Monday, April 23, 2012

24 de Marzo y La Guerra Sucia

Living in a city as modern and convenient as Cordoba, it´s easy to forget that Argentina is still a developing nation.  With such a vibrant middle class and strong political structure, it seems like the military coups and riots that have formed today´s society could only have happened a lifetime ago.  A totally different era.  Furthermore, living in the western world, stories of concentration camps, political prisoners, police brutality (and no, I´m not talking about Rodney King brutality - the man was on PCP) and militarized governments seem like something from  a place that we only read about in National Geographic.  It´s not really real - it´s a story that our grandfathers tell us when describing their heroic feats in their defense of life, liberty, and the pursuit of happiness in whichever country seemed most appealing to that generation´s president.  They´re gruesome fairy tales that the majority of us will never come to know first hand.

It was March 24, 1976 that the military overthrew the Perónist government - ending socialism in Argentina.  The next seven years were known as "la Guerra Sucia" or "Dirty War" and were marked by a military dictatorship that ruled through terrorism.  Anyone associated with the Perónist party or socialism, including student groups and journalists, was persecuted.  Concentration camps were set up all over the country and while the number is uncertain, human rights organizations estimate that around 30,000 people "disappeared."  They were sent to the camps without any record of who they were or where they were going, to be tortured and killed.  Luckier ones became political prisoners - incarcerated in heinous conditions for their political beliefs.

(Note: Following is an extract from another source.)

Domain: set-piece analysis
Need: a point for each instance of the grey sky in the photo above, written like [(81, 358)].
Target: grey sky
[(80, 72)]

The story of Juan Perón and his political party is a long, yet highly interesting one, but I´m not here to give a lecture on communism or democracy or to share my sentiments on either - I´m just here to share my experiences.  And part of sharing these experiences is explaining the socialist sympathies of Argentina.  Today it is a relatively successful democracy (with a female President!), but Perón was a socialist ruler (who respected Mussolini) and this is the land of Ché Guevarra - both of whom are enormously popular cultural figures reverred for their significant roles in the nation´s political, economic, and social progress.  That being said, people are still pretty angry about the Dirty War, and their modern democracy allows them to voice their disdain.

But the strangest part of all of this is how recent it was.  It only ended in 1983.  And a lot of the people commemorating and protesting the war were directly affected by it.  Many of them had family members who disappeared in concentration camps, and a lady that I work with told me stories about visiting her husband while he was a political prisoner.  She had to divorce him after he was released because he just wasn´t the same.

Today, the human rights group, "las Madres de la Plaza de Mayo" march in a counter clockwise circle around the Plaza de Mayo in Buenos Aires every Thursday at 3:00 carrying photos of their children who disappeared.  Furthermore, in 2006, March 24 became recognized as a national holiday to honor those that suffered.  So to commemorate the anniversary, they had a concert at La Perla, the concentration camp outside of Cordoba that has been converted into a museum, and a march was held through the city center.